Chapter 2 Ash and Blood
Lyra didn’t remember how long she ran.
The tunnels twisted endlessly beneath Auradyn, a maze of rusted pipes, dripping ceilings, and shadows that whispered. The smell of smoke clung to her hair and clothes. Her palms still glowed faintly, the light pulsing with her heartbeat. Every time she blinked, she saw the dragon’s golden eye staring back at her.
When she finally collapsed, it was beside a half-broken drainage grate. Her lungs burned, her legs trembled. She pressed her hands to her chest, feeling the alien warmth inside her.
The ember hadn’t gone cold. If anything, it burned stronger.
A faint scraping echoed through the tunnels. She spun, summoning a flicker of flame to her fingertips.
“Easy,” came a familiar voice.
Finn stepped into the dim light, his face streaked with soot, eyes sharp and worried. He carried a satchel and a half-broken crossbow, both dripping with tunnel water.
“You look like death warmed over,” he said softly.
Lyra exhaled, letting the fire fade. “You shouldn’t have followed me.”
“Yeah, well, I’m bad at listening.” He sat opposite her, wincing as he rubbed his shoulder. “What in the hells was that, Lyra? I saw fire. You were on fire. And that thing…”
“A dragon,” she whispered.
He blinked. “That’s not possible. They’re extinct.”
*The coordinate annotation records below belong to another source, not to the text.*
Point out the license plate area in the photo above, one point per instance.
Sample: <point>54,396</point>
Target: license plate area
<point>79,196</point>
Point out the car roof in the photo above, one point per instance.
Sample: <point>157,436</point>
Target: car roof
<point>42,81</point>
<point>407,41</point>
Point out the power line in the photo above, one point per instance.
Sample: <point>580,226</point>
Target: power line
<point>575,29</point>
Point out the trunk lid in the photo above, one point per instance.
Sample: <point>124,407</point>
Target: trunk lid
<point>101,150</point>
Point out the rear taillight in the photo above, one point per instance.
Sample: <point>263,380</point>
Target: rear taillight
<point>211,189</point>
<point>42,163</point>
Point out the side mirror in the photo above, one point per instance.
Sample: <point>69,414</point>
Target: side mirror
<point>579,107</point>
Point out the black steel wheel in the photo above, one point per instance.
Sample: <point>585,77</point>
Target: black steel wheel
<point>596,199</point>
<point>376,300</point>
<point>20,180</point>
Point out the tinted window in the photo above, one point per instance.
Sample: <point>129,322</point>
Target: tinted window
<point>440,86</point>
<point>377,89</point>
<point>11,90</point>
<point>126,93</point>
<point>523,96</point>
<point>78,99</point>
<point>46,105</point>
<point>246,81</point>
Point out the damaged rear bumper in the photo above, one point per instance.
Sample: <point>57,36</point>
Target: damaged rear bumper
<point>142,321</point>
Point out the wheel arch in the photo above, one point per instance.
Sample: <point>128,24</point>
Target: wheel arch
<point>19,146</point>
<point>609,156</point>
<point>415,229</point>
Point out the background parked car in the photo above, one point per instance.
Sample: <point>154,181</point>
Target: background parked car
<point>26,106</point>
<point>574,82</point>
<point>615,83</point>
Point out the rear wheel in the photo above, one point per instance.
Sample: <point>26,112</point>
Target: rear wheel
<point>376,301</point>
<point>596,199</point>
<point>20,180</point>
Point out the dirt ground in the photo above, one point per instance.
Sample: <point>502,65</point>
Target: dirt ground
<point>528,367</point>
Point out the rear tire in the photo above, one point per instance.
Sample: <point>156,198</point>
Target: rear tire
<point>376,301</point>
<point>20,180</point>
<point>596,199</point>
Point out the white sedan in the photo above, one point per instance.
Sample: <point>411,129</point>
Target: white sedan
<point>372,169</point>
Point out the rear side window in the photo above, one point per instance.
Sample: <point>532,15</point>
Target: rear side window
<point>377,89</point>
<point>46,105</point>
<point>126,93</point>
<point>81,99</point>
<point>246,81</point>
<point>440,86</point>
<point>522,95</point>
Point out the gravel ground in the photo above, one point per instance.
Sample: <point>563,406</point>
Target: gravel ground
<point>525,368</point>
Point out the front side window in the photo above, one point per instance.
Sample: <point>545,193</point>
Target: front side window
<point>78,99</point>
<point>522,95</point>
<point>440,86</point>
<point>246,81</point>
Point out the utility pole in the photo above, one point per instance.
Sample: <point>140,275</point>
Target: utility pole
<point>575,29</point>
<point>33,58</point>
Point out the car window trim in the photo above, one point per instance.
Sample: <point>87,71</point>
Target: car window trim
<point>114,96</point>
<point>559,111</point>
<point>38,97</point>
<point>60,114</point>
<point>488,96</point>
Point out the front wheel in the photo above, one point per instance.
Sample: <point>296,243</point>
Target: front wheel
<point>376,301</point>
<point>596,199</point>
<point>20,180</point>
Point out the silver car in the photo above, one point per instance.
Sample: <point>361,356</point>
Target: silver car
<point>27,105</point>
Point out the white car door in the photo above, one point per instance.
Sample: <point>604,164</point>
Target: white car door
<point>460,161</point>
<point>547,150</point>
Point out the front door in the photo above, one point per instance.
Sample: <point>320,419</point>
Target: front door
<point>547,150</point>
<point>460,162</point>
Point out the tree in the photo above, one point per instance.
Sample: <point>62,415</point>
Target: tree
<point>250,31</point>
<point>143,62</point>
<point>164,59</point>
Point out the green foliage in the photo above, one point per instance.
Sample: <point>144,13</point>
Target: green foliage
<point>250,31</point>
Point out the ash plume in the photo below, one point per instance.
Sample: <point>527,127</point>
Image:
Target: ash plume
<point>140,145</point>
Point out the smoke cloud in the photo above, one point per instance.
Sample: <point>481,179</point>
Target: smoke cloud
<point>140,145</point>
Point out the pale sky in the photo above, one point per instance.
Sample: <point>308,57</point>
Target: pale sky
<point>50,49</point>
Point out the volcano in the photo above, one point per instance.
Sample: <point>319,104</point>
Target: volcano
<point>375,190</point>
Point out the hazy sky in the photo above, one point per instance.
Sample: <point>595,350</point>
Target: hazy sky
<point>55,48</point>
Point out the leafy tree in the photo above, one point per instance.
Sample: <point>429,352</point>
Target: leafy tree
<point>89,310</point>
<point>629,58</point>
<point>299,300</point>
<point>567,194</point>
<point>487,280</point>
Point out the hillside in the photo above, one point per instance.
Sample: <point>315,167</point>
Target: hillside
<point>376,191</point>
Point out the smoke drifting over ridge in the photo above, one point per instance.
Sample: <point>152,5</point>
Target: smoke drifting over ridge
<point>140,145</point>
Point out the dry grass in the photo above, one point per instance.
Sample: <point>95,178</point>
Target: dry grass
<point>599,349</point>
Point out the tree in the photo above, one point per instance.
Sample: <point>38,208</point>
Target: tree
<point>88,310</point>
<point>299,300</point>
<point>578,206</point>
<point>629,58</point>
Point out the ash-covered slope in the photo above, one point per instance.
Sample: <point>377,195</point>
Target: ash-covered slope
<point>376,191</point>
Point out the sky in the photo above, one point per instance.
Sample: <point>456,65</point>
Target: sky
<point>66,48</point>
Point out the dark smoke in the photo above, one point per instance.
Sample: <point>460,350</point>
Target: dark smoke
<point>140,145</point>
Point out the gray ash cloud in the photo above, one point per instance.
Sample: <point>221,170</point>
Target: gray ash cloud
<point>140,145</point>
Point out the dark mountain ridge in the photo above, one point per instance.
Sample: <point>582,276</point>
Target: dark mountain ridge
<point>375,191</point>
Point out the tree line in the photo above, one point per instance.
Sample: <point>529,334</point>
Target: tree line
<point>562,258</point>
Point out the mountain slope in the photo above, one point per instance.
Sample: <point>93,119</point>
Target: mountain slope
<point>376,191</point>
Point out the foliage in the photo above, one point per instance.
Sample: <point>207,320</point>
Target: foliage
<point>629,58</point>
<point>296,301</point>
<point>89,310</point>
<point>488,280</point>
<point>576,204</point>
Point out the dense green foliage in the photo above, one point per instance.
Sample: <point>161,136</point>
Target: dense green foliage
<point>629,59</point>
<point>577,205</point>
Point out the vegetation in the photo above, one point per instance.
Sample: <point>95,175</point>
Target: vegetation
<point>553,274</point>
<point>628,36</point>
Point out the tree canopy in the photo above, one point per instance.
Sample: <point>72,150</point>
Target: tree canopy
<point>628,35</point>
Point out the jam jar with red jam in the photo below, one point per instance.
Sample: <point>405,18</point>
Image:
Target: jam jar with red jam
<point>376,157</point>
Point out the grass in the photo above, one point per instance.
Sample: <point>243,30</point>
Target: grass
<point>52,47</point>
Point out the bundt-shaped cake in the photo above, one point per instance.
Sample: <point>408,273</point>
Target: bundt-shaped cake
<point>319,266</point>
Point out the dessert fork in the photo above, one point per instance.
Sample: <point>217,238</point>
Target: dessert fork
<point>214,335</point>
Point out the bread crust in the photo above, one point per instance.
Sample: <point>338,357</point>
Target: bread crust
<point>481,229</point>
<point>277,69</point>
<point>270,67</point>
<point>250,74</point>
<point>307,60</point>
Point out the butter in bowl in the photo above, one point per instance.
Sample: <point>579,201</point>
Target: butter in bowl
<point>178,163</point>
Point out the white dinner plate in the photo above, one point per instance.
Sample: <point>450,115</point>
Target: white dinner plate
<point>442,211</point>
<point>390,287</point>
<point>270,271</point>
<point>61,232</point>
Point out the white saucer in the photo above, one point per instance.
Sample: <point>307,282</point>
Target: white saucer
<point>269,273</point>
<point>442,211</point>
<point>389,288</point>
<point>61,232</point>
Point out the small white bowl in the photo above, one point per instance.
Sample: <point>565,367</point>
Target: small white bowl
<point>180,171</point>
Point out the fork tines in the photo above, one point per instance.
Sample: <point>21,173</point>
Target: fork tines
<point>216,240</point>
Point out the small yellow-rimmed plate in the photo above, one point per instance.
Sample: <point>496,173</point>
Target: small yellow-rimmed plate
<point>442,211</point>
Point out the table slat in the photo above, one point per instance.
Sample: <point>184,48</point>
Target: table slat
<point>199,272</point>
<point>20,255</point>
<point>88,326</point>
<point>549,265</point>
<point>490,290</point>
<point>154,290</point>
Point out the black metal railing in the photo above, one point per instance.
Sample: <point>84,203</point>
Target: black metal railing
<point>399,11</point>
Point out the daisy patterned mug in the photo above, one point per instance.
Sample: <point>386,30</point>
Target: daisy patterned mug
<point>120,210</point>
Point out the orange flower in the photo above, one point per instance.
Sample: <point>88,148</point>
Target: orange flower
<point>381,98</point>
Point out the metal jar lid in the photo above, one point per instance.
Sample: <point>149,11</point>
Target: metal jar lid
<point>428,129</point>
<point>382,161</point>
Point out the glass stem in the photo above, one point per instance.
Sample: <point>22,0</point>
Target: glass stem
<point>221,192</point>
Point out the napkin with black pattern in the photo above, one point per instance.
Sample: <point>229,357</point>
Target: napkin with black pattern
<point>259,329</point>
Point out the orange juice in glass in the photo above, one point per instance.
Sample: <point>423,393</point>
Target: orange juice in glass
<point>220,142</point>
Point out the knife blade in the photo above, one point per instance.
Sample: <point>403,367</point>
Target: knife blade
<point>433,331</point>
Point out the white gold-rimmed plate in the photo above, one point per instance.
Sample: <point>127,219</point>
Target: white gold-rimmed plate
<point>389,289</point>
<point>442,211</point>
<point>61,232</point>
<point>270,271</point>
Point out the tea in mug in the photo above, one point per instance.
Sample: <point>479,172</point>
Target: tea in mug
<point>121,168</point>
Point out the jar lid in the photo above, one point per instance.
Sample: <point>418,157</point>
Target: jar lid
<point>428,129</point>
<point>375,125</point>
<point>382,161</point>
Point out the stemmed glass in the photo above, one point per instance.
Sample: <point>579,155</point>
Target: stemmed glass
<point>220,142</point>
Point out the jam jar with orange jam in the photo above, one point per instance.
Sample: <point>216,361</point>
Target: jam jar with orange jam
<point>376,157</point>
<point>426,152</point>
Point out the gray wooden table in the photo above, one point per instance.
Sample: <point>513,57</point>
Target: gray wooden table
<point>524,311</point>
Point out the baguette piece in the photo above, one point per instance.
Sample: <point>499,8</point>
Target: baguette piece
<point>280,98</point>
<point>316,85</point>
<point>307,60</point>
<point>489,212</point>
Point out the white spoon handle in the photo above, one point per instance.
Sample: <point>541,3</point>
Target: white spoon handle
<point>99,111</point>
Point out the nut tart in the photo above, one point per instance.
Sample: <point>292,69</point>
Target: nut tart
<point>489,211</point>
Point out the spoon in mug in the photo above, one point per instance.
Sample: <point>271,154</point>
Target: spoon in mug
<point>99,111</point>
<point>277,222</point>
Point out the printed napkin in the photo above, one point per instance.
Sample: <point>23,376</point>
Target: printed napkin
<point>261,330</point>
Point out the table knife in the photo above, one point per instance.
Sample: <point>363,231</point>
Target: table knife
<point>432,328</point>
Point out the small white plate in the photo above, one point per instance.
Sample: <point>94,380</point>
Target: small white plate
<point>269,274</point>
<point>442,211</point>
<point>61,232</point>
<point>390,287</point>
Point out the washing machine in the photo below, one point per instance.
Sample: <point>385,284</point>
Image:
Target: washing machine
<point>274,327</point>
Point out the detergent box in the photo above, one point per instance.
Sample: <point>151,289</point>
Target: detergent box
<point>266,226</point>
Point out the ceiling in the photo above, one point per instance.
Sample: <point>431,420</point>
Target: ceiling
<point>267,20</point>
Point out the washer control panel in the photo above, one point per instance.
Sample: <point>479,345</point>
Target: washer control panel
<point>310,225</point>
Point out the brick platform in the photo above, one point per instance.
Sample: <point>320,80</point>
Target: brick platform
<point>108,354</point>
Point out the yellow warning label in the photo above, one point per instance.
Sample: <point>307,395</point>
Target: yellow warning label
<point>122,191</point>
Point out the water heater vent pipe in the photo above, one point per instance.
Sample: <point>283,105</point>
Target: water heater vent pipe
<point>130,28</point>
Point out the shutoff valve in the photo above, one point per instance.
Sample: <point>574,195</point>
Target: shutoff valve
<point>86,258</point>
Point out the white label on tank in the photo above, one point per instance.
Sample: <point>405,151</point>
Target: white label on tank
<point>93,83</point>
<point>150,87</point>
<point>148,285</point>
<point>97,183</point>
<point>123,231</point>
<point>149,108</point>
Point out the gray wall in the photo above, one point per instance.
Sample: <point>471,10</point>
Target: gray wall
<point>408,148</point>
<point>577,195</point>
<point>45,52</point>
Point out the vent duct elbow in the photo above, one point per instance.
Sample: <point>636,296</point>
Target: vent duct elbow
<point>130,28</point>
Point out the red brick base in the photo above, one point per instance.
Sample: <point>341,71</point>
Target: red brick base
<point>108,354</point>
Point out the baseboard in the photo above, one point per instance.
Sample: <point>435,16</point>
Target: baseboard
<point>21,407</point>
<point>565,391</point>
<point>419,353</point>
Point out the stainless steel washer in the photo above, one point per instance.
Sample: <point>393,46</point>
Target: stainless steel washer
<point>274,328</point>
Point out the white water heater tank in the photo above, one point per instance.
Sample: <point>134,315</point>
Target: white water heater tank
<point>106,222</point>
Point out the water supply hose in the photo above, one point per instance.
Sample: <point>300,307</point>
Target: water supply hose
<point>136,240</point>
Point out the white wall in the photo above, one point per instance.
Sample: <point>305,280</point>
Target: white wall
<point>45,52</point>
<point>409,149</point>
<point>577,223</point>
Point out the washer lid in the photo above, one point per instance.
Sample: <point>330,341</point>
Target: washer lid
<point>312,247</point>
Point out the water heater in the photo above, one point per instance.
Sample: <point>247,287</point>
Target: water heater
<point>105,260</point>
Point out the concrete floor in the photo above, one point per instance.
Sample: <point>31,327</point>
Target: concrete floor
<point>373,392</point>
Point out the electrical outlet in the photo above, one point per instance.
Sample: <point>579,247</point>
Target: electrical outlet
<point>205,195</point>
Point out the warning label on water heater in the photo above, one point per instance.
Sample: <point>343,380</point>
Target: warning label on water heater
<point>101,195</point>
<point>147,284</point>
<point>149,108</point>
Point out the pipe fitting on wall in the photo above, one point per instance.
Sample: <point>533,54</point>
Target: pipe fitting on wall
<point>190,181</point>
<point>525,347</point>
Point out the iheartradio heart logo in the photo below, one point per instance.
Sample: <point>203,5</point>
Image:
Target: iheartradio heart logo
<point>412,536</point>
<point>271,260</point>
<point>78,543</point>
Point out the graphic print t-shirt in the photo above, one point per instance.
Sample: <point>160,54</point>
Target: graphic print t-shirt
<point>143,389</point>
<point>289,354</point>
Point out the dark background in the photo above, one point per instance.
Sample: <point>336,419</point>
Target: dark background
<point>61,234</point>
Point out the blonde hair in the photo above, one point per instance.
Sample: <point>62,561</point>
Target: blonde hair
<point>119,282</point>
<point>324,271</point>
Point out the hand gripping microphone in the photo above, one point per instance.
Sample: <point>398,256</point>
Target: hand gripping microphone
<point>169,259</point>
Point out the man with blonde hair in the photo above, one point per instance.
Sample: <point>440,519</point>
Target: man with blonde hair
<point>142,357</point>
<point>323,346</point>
“I saw it die,” she said, voice trembling. “It… it spoke to me.”
“Spoke?”
“In my head.”
Finn frowned, then dropped the sarcasm for once. “Lyra… what did it say?”
She hesitated. The words still echoed inside her skull, ancient and alive.
We remember you, Emberborn.
“It called me Emberborn,” she murmured. “I don’t know what that means.”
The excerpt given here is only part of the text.